We introduced algorithms that can be used in developing a decision support tool for diabetes care management in Iran. As the empirical model developed in this study takes into consideration a wider set of characteristics related to health state and lifestyle, it is suitable for preventive and health monitoring programs. The model could facilitate the identification of individuals at high risk of becoming diabetic using FBS, blood pressure, BMI, and weight change measurements. These characteristics are not considered in real life practice for the diagnosis and prediction of diabetes.

This study had some limitations. The memetic algorithms in comparison require longer training time and more powerful processors than logistic regression models. Also, the quality of data limited the research quality somewhat.

The models developed in this study could certainly be improved. The accuracy of the memetic algorithm model could be improved by new data and training. The use of these models by other researchers may improve the reliability of models and thus help save resources.

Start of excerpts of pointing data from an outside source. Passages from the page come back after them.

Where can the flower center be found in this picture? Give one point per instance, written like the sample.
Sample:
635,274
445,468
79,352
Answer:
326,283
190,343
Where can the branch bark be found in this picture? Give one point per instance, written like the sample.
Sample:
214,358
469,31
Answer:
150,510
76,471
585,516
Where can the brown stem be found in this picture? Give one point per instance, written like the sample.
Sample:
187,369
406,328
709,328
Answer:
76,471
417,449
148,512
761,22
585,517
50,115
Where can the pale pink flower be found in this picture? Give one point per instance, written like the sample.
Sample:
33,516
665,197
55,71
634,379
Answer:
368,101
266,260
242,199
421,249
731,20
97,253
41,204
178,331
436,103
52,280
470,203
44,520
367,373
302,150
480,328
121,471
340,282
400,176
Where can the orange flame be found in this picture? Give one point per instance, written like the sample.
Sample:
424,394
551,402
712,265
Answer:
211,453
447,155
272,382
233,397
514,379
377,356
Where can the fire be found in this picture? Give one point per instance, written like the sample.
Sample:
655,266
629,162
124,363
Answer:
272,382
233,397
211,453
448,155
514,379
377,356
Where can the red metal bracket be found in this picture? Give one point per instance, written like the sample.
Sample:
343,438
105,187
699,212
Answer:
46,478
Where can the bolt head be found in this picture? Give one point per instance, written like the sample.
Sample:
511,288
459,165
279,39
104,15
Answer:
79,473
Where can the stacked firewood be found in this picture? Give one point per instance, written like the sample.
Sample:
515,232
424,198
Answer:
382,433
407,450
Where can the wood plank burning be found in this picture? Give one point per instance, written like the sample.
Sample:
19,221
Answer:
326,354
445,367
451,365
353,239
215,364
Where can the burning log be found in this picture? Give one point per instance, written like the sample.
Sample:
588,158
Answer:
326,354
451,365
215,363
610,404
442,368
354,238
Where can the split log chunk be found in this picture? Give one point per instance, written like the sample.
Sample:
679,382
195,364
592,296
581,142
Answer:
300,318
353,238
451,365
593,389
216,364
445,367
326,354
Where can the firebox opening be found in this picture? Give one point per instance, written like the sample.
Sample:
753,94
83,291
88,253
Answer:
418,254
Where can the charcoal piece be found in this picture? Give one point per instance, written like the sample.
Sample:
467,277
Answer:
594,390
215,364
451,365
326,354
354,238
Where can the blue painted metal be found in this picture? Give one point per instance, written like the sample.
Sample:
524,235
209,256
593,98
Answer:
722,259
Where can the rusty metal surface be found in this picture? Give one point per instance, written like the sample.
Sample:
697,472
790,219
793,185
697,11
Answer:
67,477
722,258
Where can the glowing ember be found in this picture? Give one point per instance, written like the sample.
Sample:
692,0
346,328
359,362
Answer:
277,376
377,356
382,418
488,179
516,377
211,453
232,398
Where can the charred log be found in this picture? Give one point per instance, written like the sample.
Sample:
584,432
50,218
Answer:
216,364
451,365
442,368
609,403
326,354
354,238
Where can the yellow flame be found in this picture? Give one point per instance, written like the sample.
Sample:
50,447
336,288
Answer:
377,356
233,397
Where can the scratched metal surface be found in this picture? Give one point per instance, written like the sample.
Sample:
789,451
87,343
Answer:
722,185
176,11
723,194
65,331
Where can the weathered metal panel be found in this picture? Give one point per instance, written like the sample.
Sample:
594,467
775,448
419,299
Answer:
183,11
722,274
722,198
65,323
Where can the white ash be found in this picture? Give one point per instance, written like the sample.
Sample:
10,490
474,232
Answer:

In this study memetic algorithms were applied to update weights and improve the prediction accuracy of neural network models for diabetes prediction. Our preliminary analysis using parameters obtained by trial and error and from previous studies found that the prediction accuracy of neural networks was 88%. The use of the memetic algorithm improved this accuracy to 93.2%. Among the generic algorithm, memetic algorithm, and logistic regression models, the memetic algorithm model showed the highest prediction accuracy. For the memetic algorithm model the sensitivity, specificity, PPV, NPV, and ROC values were 96.2, 95.3, 93.8, 92.4, and 0.958, respectively, which makes it the most accurate model. Our study confirmed previous findings with regard to the low comparative accuracy of prediction by regression models. This paper also presented a prediction model which might be helpful in the development of computer-based decision support for real life diabetes care practices.